Spotlighting high schoolers…but not in the creepy, Disney way.

The Pitch: Pro Football? Bah, that’s for all you people living in fantasy (football) land. EA Sports is giving NCAA Football a big upgrade this year, so fans of college ball can finally get some of those good physics that Madden fans have had for the past few years.

What It Really Is: In almost every respect, NCAA Football ‘14 is the upgrade that ‘13 wasn’t. First and foremost is the implementation of the “infinity” physics engine that has run Madden so well lately. The fact that this wasn’t included in last year’s game was a lazy omission, but it’s present now, and gives players a shot of realism both on and off the ball. We’re all about gameplay, but the biggest appeal of NCAA over its turducken-loving counterpart is an unrivaled dynasty mode that you can only get from a game where scouting blue chips and building a program trumps your online multiplayer record. Specing coaches, managing talent, coordinating offenses, and winning National Championships are paramount. The only thing that’s missing is the option to send a sports car to the kid who runs a 4.4 40. Ready-Made Press Blurb:NCAA Football makes us long for our college days even more than we already do.”

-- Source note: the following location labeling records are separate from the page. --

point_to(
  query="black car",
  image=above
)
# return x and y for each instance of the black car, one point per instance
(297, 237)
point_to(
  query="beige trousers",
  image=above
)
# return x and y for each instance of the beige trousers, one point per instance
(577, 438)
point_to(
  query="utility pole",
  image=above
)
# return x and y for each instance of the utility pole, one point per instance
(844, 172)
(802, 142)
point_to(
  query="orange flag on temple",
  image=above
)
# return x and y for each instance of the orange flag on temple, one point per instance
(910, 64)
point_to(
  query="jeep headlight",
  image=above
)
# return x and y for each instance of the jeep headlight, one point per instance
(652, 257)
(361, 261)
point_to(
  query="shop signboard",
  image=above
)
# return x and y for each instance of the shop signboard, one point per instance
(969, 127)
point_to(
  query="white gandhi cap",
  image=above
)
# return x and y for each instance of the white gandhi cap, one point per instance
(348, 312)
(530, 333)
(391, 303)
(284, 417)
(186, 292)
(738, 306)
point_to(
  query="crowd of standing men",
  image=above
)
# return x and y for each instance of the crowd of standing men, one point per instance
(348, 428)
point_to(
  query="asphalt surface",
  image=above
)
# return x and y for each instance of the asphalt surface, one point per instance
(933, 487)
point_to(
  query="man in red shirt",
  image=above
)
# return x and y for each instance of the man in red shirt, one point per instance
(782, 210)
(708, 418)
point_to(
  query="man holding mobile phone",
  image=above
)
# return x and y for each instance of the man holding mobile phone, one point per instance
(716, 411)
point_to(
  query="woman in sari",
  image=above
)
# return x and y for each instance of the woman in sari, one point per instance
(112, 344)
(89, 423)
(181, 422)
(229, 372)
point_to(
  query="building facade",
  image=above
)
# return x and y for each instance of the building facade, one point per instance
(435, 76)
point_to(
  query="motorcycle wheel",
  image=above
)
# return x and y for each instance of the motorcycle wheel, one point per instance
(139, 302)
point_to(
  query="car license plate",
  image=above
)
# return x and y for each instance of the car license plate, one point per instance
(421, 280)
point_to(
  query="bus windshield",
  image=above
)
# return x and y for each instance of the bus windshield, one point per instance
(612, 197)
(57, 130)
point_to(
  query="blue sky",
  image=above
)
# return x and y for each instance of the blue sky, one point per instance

Fun Fact: Since NCAA Football ‘14 hits shelves earlier than Madden 25 (next month), alleged-murderer and Florida Gator alum Aaron Hernandez has yet to be wiped entirely from the game, and a Skills achievement will unlock his player card from his Gator days, though you’ll now be rewarded with a playable version of Alex Smith instead. We’re sure Hernandez is heartbroken over this development.

Who It’s For: Just like in real life, you need to make a name for yourself in the NCAA before you can move onto the pros. NCAA Football ‘14 is definitely the game for future coaches and fans with too much time on their hands and too many stats in their head, but it really is one of the best games for wannabe coaches and managers who are looking for authenticity over arcade-style gameplay.